Prioritizing accessibility and inclusivity in digital products and services is an ethical responsibility. Technology has the power to either include or exclude individuals with disabilities from fully participating in the digital realm; therefore, developers and companies must do their part to uphold the principles of fairness, equity and equal opportunity. They must recognize that accessibility is not an optional add-on, but a critical aspect of design and development that respects the rights and dignity of individuals with disabilities.

Consequences of Non-Compliance

Failure to prioritize accessibility and meet the legal requirements for accessibility can result in undesirable consequences and repercussions including legal complaints, lawsuits, fines and damage to a company's reputation.

In some cases, non-compliance with accessibility laws may result in costly legal battles and settlements. Other cases may lead to broader reputational implications, as a company's commitment to accessibility — or lack thereof — can influence public perception, customer loyalty and brand image. However, proactively addressing accessibility issues and ensuring compliance with accessibility standards can help companies avoid these negative consequences and uphold their social and ethical responsibilities.

User-Centered Design & Inclusive Development Practices

User-centered design involves engaging users with disabilities throughout the design and development process, seeking their input, feedback and expertise. Collaborating from the onset ensures that accessibility considerations are integrated from the start.

Inclusive development practices involve incorporating accessibility features as core elements rather than retrofits.

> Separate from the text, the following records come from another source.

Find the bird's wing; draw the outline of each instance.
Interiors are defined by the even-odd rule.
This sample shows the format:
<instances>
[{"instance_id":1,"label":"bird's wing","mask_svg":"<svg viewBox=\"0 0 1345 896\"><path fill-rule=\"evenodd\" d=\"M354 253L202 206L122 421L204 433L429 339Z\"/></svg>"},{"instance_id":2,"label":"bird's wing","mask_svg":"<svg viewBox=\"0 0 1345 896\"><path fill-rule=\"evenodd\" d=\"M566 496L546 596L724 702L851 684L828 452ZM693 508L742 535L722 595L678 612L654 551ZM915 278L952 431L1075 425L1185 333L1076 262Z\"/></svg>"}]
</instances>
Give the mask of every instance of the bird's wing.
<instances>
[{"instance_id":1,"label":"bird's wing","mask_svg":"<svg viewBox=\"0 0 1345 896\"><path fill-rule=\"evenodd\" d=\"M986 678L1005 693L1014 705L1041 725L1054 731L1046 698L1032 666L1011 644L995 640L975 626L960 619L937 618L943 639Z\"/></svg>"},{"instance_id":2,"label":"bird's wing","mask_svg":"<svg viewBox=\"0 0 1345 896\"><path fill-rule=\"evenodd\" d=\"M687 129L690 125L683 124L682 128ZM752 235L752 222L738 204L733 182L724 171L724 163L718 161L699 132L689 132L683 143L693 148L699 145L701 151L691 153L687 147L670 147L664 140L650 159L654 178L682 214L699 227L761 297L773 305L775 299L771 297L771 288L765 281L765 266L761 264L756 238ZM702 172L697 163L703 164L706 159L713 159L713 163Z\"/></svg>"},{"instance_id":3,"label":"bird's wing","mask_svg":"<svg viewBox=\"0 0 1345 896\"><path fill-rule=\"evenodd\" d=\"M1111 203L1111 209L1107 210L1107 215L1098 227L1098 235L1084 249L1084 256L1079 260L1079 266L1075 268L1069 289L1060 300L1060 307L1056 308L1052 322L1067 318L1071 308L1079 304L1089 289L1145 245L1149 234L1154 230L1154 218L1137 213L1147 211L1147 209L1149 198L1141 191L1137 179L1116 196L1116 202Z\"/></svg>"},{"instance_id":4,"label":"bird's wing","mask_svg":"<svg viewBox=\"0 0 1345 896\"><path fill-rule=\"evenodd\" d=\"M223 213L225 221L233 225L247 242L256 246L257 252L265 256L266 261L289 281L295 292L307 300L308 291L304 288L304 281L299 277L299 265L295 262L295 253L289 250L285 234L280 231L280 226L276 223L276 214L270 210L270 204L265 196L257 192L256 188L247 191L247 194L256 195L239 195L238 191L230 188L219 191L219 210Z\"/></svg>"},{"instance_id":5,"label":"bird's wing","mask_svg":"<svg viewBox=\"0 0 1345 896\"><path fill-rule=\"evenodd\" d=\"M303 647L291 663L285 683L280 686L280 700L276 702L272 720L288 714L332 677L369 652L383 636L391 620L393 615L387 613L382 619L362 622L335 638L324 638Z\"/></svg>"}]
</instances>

By adopting inclusive design methodologies, such as the principles of universal design, developers can create products and services that are accessible to the widest possible audience.

Video Source: YouTube

Regular usability testing and feedback loops with diverse user groups, including individuals with disabilities, are also crucial in effectively identifying and addressing accessibility barriers.

By emphasizing user experience and embracing inclusivity, social media platforms can cater to the diverse needs of all users, ensuring that individuals with disabilities have equal access.

Making Things Right

Accessible platform design begins at the start of development. To be fully inclusive, digital platforms need to put accessibility at the forefront of their design considerations. Accessible websites that prioritize digital accessibility and accessibility compliance allow users of diverse abilities or disabilities to interact and access electronic and information technology with substantially equivalent ease.

To make things right, Threads must prioritize the implementation of a comprehensive set of accessibility features as soon as possible. By implementing inclusive design practices and incorporating accessibility features, Threads has the power to provide equal opportunities for participation, engagement and connection.

When accessibility and inclusion are important to companies, they consider the needs of every user to deliver a barrier-free digital experience. Accessibility advocates must continue to expose all accessibility shortcomings in the digital realm so that together we can create a positive user experience for everyone and build a more inclusive online community in a digitally accessible landscape.